Orlando’s residential construction sector is hot

Orlando’s residential construction sector is hot

2022-07-18T01:44:56-04:00January 6th, 2021|Economy, Greater Orlando, Real Estate & Construction|

By: Joey Garrand

2 min read January 2021 — With historically low interest rates, mass migration to the area and a shortage of housing, Orlando is primed to be among the best in the nation with regard to residential construction in 2021.

According to the Orlando Regional Realtor Association, the total inventory of single-family homes, condos and townhomes/villas decreased by 26% from November 2019 to November 2020. It would be easy to assume a slowdown of construction caused by the pandemic for the decline but new listings have remained nearly constant from 2019 to 2020. Instead, the number of days properties are on the market has been decreasing. Demand is rising as well as prices, and supply is following suit. For example, Berkshire Hathaway’s Clayton Properties, the U.S. leader in manufactured houses, will today be presenting its plan to build more than 600 homes in Osceola County to the Osceola County Development Review Committee.

Concerning apartments, Orlando was ranked ninth in the nation in apartment construction starts for 2020. Apartment construction activity alone is estimated to have cost $1.6 billion and created 16,438 jobs. However, rent prices have dropped mildly in the region, and some believe Orlando will see a cooldown in new apartment construction activity for the first half of 2021. 

In the five years leading up to 2020, apartment occupancy floated around 96% to 97%. In 2020, with the combined effects of the pandemic and elevated supply, the occupancy rate dropped to 95%. In the coming year, Orlando is anticipating its highest volume of apartment completion in over 25 years.
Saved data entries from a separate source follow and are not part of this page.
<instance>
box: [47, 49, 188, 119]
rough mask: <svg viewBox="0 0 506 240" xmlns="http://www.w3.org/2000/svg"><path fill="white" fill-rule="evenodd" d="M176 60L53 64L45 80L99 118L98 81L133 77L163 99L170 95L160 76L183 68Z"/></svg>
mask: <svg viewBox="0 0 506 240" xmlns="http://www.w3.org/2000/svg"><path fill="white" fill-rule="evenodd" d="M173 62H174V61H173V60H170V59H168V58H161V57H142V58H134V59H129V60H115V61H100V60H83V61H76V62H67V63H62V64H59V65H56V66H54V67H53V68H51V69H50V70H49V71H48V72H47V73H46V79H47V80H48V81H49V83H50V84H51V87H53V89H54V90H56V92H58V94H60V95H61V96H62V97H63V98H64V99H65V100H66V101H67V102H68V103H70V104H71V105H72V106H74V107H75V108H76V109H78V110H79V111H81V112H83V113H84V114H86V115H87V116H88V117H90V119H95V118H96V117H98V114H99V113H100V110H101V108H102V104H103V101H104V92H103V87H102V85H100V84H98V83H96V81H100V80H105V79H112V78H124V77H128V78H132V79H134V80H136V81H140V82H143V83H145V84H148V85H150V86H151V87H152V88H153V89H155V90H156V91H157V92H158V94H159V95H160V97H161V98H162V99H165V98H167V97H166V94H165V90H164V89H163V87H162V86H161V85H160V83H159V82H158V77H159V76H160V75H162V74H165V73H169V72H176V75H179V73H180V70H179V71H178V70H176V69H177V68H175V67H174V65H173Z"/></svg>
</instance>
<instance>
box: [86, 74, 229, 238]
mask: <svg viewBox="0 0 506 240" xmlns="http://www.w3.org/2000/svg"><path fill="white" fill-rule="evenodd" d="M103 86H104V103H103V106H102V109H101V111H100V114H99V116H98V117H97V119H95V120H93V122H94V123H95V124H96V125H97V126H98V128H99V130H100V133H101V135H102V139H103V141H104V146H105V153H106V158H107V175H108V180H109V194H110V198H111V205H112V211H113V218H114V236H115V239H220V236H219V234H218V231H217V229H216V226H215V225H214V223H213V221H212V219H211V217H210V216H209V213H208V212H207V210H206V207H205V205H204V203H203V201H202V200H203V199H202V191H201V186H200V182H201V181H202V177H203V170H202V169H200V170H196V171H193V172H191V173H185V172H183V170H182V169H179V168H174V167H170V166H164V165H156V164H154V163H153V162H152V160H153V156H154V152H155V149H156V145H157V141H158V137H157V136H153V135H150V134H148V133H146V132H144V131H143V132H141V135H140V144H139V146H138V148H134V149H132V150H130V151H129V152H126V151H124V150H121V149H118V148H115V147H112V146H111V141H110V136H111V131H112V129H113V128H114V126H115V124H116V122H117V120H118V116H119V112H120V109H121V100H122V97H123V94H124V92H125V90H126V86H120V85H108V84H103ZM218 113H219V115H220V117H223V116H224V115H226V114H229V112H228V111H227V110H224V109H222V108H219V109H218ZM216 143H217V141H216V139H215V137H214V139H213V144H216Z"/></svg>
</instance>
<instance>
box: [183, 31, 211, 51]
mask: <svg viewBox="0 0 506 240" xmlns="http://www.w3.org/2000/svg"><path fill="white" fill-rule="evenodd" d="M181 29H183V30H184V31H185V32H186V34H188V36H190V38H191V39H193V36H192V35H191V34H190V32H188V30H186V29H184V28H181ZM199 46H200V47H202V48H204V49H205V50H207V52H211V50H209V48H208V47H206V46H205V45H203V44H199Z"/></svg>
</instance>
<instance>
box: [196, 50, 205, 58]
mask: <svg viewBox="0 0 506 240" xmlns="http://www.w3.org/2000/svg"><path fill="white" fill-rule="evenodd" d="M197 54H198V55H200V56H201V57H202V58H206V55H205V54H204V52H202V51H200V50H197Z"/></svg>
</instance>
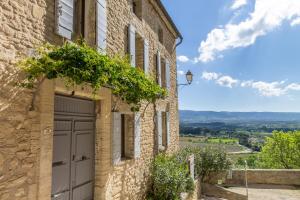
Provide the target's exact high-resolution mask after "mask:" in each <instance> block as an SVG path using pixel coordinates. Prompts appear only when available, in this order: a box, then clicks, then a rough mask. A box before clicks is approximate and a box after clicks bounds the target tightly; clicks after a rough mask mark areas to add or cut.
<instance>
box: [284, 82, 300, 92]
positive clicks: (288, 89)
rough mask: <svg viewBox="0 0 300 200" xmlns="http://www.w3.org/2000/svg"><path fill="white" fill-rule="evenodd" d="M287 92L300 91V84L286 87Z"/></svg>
mask: <svg viewBox="0 0 300 200" xmlns="http://www.w3.org/2000/svg"><path fill="white" fill-rule="evenodd" d="M286 90H295V91H300V84H297V83H292V84H289V85H288V86H287V87H286Z"/></svg>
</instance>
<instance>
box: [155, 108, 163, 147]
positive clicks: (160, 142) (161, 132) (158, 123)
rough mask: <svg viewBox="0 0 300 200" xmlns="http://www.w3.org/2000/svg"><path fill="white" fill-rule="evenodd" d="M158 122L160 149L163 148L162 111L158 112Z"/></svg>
mask: <svg viewBox="0 0 300 200" xmlns="http://www.w3.org/2000/svg"><path fill="white" fill-rule="evenodd" d="M156 115H157V120H156V126H157V143H158V149H160V147H162V146H163V144H162V136H163V135H162V113H161V112H160V111H157V113H156Z"/></svg>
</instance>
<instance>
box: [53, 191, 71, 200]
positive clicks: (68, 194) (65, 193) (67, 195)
mask: <svg viewBox="0 0 300 200" xmlns="http://www.w3.org/2000/svg"><path fill="white" fill-rule="evenodd" d="M69 199H70V192H68V191H67V192H64V193H60V194H56V195H54V197H52V198H51V200H69Z"/></svg>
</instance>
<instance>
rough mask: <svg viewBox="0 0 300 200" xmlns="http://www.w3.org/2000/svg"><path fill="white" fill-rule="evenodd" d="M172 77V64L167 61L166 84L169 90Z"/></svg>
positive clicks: (167, 87)
mask: <svg viewBox="0 0 300 200" xmlns="http://www.w3.org/2000/svg"><path fill="white" fill-rule="evenodd" d="M170 76H171V75H170V62H169V60H166V83H167V89H168V90H170V88H171V82H170Z"/></svg>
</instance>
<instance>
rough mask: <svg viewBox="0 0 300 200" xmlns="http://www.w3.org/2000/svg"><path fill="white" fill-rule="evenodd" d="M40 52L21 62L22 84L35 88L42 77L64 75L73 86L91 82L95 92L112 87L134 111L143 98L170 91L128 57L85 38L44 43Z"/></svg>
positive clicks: (65, 79)
mask: <svg viewBox="0 0 300 200" xmlns="http://www.w3.org/2000/svg"><path fill="white" fill-rule="evenodd" d="M36 54H37V55H35V56H33V57H26V58H25V59H23V60H21V61H20V62H19V63H18V65H19V67H20V68H21V69H22V71H23V72H25V76H26V77H25V80H24V81H23V82H21V83H19V85H21V86H25V87H29V88H32V87H33V86H34V85H35V83H36V82H37V80H39V79H40V78H42V80H43V79H45V78H47V79H56V78H62V79H63V80H65V83H66V84H67V85H69V86H72V85H80V84H87V85H89V86H91V87H92V89H93V91H94V93H96V91H98V90H99V89H100V88H101V87H108V88H110V89H111V90H112V93H113V94H114V95H115V96H116V97H118V98H119V99H121V100H122V101H124V102H126V103H128V104H129V105H130V106H131V109H132V111H138V110H139V109H140V107H141V104H142V102H143V101H146V102H151V103H155V101H156V100H157V99H163V98H165V97H166V95H167V91H166V90H165V89H163V88H161V87H160V86H159V85H158V84H157V83H156V82H155V80H154V79H153V78H150V77H149V76H146V75H145V74H144V73H143V72H142V71H141V70H139V69H138V68H134V67H132V66H131V64H130V63H129V60H128V59H127V58H126V57H120V56H114V57H110V56H108V55H105V54H101V53H99V52H98V51H97V50H96V49H94V48H92V47H89V46H88V45H87V44H86V43H84V41H78V42H77V43H69V42H66V43H65V44H63V45H62V46H52V45H49V44H48V45H44V46H42V47H40V48H39V49H37V52H36Z"/></svg>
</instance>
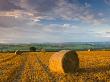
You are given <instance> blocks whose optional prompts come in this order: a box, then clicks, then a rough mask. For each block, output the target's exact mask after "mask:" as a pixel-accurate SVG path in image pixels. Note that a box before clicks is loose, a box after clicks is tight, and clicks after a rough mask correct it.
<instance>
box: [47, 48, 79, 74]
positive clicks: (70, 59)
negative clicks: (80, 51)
mask: <svg viewBox="0 0 110 82" xmlns="http://www.w3.org/2000/svg"><path fill="white" fill-rule="evenodd" d="M49 68H50V70H51V71H53V72H58V73H73V72H75V71H77V70H78V68H79V59H78V55H77V53H76V52H75V51H71V50H62V51H59V52H57V53H55V54H53V55H52V56H51V58H50V60H49Z"/></svg>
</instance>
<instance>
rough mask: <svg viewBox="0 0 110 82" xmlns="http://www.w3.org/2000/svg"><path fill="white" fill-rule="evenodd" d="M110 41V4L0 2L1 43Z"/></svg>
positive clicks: (68, 1)
mask: <svg viewBox="0 0 110 82" xmlns="http://www.w3.org/2000/svg"><path fill="white" fill-rule="evenodd" d="M104 41H110V0H0V43H45V42H51V43H57V42H58V43H59V42H104Z"/></svg>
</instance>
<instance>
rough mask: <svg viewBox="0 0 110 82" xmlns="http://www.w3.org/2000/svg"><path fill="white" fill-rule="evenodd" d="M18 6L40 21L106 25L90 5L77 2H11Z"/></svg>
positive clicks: (16, 1) (32, 1)
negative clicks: (81, 22) (77, 22)
mask: <svg viewBox="0 0 110 82" xmlns="http://www.w3.org/2000/svg"><path fill="white" fill-rule="evenodd" d="M10 1H11V3H13V4H14V5H16V6H20V7H21V8H23V9H25V10H26V11H28V12H32V13H33V16H35V17H40V19H47V20H49V19H56V18H60V19H64V20H74V19H78V20H80V21H82V22H86V23H90V24H93V25H98V24H102V23H105V21H104V19H103V18H102V17H101V16H100V15H99V14H98V13H94V11H92V9H91V7H90V5H89V4H88V3H85V5H81V4H80V3H78V1H77V0H69V1H67V0H19V1H18V0H10Z"/></svg>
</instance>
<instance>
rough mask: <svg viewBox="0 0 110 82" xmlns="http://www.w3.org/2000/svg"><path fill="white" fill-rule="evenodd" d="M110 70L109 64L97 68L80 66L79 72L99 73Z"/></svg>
mask: <svg viewBox="0 0 110 82" xmlns="http://www.w3.org/2000/svg"><path fill="white" fill-rule="evenodd" d="M109 70H110V65H108V66H100V67H95V68H80V69H79V70H78V72H79V73H98V72H105V71H109Z"/></svg>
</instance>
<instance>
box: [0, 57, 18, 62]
mask: <svg viewBox="0 0 110 82" xmlns="http://www.w3.org/2000/svg"><path fill="white" fill-rule="evenodd" d="M17 56H18V55H14V56H12V57H10V58H8V59H5V60H2V61H0V63H3V62H7V61H9V60H11V59H14V58H15V57H17Z"/></svg>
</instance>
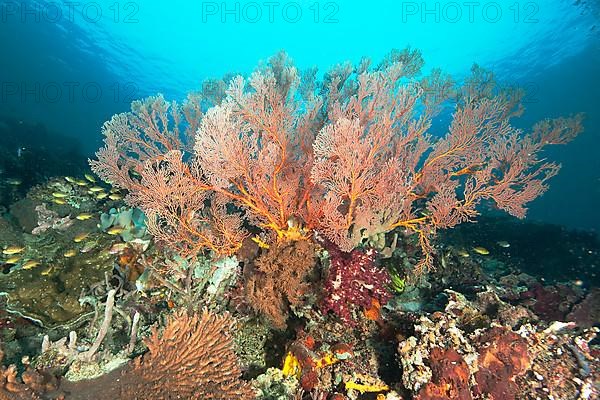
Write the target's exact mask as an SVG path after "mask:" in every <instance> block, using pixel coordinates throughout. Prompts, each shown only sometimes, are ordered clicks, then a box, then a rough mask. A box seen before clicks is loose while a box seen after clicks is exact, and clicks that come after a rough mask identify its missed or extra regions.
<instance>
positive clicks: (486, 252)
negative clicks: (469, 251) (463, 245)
mask: <svg viewBox="0 0 600 400" xmlns="http://www.w3.org/2000/svg"><path fill="white" fill-rule="evenodd" d="M473 251H474V252H475V253H477V254H481V255H482V256H487V255H488V254H490V251H489V250H488V249H486V248H485V247H481V246H477V247H473Z"/></svg>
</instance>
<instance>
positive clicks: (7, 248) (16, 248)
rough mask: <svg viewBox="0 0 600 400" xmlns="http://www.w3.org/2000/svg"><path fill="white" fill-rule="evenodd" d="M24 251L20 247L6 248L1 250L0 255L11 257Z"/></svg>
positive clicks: (24, 247)
mask: <svg viewBox="0 0 600 400" xmlns="http://www.w3.org/2000/svg"><path fill="white" fill-rule="evenodd" d="M23 250H25V247H20V246H8V247H7V248H6V249H4V250H2V254H5V255H7V256H12V255H13V254H19V253H22V252H23Z"/></svg>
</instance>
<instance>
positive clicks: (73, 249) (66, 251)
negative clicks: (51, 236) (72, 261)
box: [63, 249, 77, 258]
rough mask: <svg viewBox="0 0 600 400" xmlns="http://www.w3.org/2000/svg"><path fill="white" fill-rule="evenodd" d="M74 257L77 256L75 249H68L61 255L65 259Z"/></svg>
mask: <svg viewBox="0 0 600 400" xmlns="http://www.w3.org/2000/svg"><path fill="white" fill-rule="evenodd" d="M75 255H77V250H75V249H70V250H67V251H65V252H64V253H63V256H65V257H67V258H70V257H74V256H75Z"/></svg>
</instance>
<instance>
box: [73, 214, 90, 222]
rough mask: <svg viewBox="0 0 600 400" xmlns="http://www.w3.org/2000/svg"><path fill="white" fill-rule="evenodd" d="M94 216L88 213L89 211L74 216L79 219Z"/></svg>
mask: <svg viewBox="0 0 600 400" xmlns="http://www.w3.org/2000/svg"><path fill="white" fill-rule="evenodd" d="M93 216H94V214H90V213H81V214H79V215H78V216H76V217H75V218H76V219H78V220H80V221H86V220H88V219H90V218H92V217H93Z"/></svg>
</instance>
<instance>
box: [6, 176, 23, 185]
mask: <svg viewBox="0 0 600 400" xmlns="http://www.w3.org/2000/svg"><path fill="white" fill-rule="evenodd" d="M6 183H8V184H9V185H13V186H19V185H20V184H21V183H23V181H22V180H20V179H19V178H8V179H7V180H6Z"/></svg>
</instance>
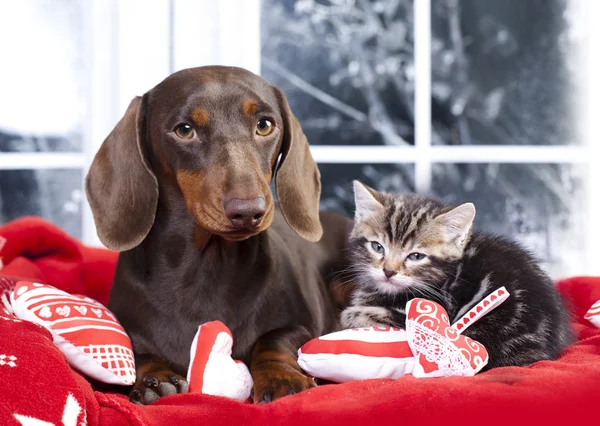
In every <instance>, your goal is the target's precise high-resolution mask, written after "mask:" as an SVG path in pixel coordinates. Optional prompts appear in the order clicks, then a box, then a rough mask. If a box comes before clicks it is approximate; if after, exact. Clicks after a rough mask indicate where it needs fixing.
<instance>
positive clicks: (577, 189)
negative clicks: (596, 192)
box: [433, 164, 586, 277]
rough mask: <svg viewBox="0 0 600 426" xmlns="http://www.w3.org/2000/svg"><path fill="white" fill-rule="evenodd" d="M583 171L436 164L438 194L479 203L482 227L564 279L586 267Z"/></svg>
mask: <svg viewBox="0 0 600 426" xmlns="http://www.w3.org/2000/svg"><path fill="white" fill-rule="evenodd" d="M583 173H584V170H582V168H581V167H580V166H572V165H558V164H535V165H529V164H435V165H434V167H433V192H434V193H435V194H436V195H437V196H439V197H442V198H443V199H445V200H446V201H448V202H450V203H452V204H459V203H462V202H467V201H472V202H474V203H475V206H476V207H477V218H476V227H477V228H478V229H480V230H485V231H489V232H497V233H499V234H502V235H505V236H509V237H513V238H516V239H517V240H519V241H521V242H523V243H524V244H525V245H526V246H528V247H529V248H531V249H532V250H533V251H534V252H535V253H536V254H537V255H538V256H539V257H540V258H541V259H542V260H543V261H544V262H545V264H546V267H547V269H548V271H549V272H550V273H551V274H552V275H553V276H555V277H565V276H569V275H574V274H577V273H579V272H580V271H583V270H585V266H586V265H585V260H586V259H585V256H584V253H585V250H584V248H583V245H584V243H585V241H586V238H585V229H584V224H585V216H584V211H585V209H584V205H583V202H584V198H583V197H584V195H583V190H584V188H583V177H584V176H583Z"/></svg>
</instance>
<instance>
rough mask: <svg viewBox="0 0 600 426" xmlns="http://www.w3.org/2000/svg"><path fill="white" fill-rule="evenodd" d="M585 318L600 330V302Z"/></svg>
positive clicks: (591, 308) (592, 309)
mask: <svg viewBox="0 0 600 426" xmlns="http://www.w3.org/2000/svg"><path fill="white" fill-rule="evenodd" d="M584 318H585V319H586V320H588V321H589V322H591V323H592V324H594V325H595V326H596V327H598V328H600V300H598V301H597V302H596V303H594V304H593V305H592V307H591V308H590V309H589V310H588V311H587V313H586V314H585V316H584Z"/></svg>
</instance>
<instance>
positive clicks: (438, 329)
mask: <svg viewBox="0 0 600 426" xmlns="http://www.w3.org/2000/svg"><path fill="white" fill-rule="evenodd" d="M508 296H509V293H508V291H507V290H506V288H504V287H502V288H500V289H498V290H496V291H494V292H493V293H491V294H490V295H488V296H487V297H486V298H485V299H483V300H482V301H480V302H479V303H478V304H477V305H475V306H474V307H473V308H472V309H470V310H469V311H468V312H467V313H466V314H465V315H463V316H462V317H461V318H460V319H459V320H458V321H457V322H456V323H454V324H453V325H450V323H449V320H448V314H447V312H446V311H445V310H444V308H443V307H442V306H440V305H439V304H437V303H435V302H432V301H430V300H426V299H412V300H410V301H409V302H408V303H407V304H406V317H407V319H406V330H402V329H399V328H390V327H371V328H363V329H350V330H342V331H339V332H336V333H331V334H327V335H325V336H321V337H319V338H317V339H313V340H311V341H309V342H308V343H306V344H305V345H304V346H302V347H301V348H300V350H299V351H298V363H299V364H300V367H302V369H303V370H304V371H305V372H307V373H308V374H310V375H311V376H313V377H316V378H320V379H326V380H329V381H333V382H337V383H344V382H348V381H351V380H361V379H376V378H379V379H383V378H389V379H397V378H399V377H401V376H404V375H406V374H412V375H413V376H415V377H445V376H473V375H475V374H477V373H478V372H479V371H480V370H481V369H482V368H483V367H484V366H485V365H486V364H487V362H488V353H487V351H486V349H485V347H484V346H483V345H482V344H480V343H479V342H476V341H475V340H472V339H469V338H468V337H466V336H462V335H461V333H462V332H464V331H465V330H466V329H467V328H468V327H469V326H470V325H471V324H473V323H474V322H476V321H477V320H478V319H480V318H481V317H483V316H484V315H485V314H487V313H489V312H490V311H491V310H493V309H495V308H496V307H497V306H498V305H500V304H501V303H502V302H504V301H505V300H506V298H508Z"/></svg>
Some experts believe that the combination of a decreased occupancy rate and large apartment completion volume will further deteriorate occupancy and hurt rent prices.

However, this theory is counterintuitive to the large number of apartment construction starts throughout 2020 and expected economic growth going forward. According to RealPage, Manhattan, Downtown San Francisco and certain neighborhoods in Los Angeles are the only areas that saw significant drops in the number of apartment renter households. The theory of a cooling apartment construction market doesn’t align with actual start numbers and the stable number of apartment renter households. As well, it’s expected that the newly released coronavirus vaccine will help spur a return to more normal life and economic activity.

Historically low interest rates are among the drivers behind apartment construction activity in the Orlando area. Lower rates make projects more affordable and profitable, helping to offset the effects of the pandemic. Historically, the U.S. economy has been the strongest in the world. Investors, both domestic and international, are anticipating the overall U.S. economy, which has a tremendous amount of fiscal flexibility, to recover. Florida, ranked first among all states in both international and domestic net migration, is expected to be at the forefront.

Florida is a global brand. It’s known for its amazing weather, exceptional quality of life and diversity. Orlando, located in the middle of the state, is known worldwide for its amusement parks and attractions, and has seen well over a 20% increase in population since 2010. There’s no good reason for Orlando to lose its global brand as a center for amusement, especially as tourism has been steadily increasing month-to-month, nor for Florida to lose its status as the primary destination for migration in the United States. Orlando will continue to be a prime location for residential investment.